Distribution of means of 40 samples from exponentatial distribution

Overview

The point of this report is to investigate the distribution of means of 40 samples from exponential distribution and test if central limit theorem could be used to approximate this sample distribution with normal distribution. One thousand of means of 40 values from exponential distribution with \(\lambda\) 0.2 were generated. Density histogram of resulted distribution was plotted and compared with the one calculated theoretically using central limit theorem.

Simulations

The data were simulated using rexp function with \(\lambda\) of 0.2 and organized into matrix with 40 rows and 1000 columns. Mean of each column was calculated and assigned to the variable means. The first row of the matrix was assigned to the variable orig.

For exploratory data analysis (EDA) the descriptive statistical summary of the sample distribution (Table 1 in the Appendix) and density histogram was performed (Figure 1 in the Appendix). Since skewness criterium (skew.2SE) is less than 1, skewness is not significantly different from 0 or in other words the sample distribution is symmetric. Kurtosis criterium (kurt.2SE) is less than 1, hence the sample distribution is mesokurtic. The results of the Shapiro-Wilk test are not interpretable in this case because of the large sample size and known bias of Shapiro-Wilk test at large sample sizes.

In contrast with the distribution of the means, original sample distribution follows a different pattern (Figure 2 in the Appendix). The density of this distribution peaks at the values close to 0, followed by exponential decay with the increasing values.

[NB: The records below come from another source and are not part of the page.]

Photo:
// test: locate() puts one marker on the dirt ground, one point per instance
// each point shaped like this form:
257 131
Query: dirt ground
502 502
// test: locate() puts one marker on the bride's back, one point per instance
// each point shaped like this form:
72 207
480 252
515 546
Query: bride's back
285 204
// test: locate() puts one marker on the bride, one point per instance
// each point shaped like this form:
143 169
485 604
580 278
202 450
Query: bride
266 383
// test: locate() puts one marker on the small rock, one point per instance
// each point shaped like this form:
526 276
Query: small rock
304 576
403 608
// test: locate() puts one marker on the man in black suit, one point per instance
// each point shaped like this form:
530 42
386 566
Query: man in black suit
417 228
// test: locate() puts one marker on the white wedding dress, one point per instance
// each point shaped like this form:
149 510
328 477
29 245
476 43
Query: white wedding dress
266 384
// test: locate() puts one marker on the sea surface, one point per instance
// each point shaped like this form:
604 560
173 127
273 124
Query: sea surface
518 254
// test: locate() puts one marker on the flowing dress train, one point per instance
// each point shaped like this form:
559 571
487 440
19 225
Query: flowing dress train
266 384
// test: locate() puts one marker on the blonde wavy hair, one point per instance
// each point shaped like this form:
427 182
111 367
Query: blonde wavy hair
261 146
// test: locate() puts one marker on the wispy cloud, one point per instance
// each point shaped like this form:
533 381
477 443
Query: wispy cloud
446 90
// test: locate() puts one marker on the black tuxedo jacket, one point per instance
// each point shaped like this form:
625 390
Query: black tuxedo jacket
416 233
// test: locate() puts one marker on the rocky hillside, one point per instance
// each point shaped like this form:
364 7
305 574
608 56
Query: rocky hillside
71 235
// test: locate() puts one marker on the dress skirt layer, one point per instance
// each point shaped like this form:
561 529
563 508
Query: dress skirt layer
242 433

Sample Mean versus Theoretical Mean

Theoretical mean of exponential distribution is \(1 / \lambda\). Theoretical mean of the distribution of n means is \(1 / \lambda\) (5 for \(\lambda\) of 0.2, also see Table 2 in the Appendix). The mean of resulted simulated distribution is 4.99. According to the Central Limit Theorem theoretical confidence interval for the sample mean is \(\overline{X} \pm z_{\alpha / 2} \times \sigma / \sqrt{n}\). Applying this equation to the simulated data we obtain the confidence interval for the sample mean (4.68, 5.3) with 95% confidence. Since the confidence interval contains the theoretical mean (5), we fail to reject the hypothesis that the sample mean is different from the theoretical mean.

In order to visualize the sample distribution, the density histogram was created (see Figure 1 in Appendix). The sample mean and the theoretical mean are close to each other in relation to the sample variability.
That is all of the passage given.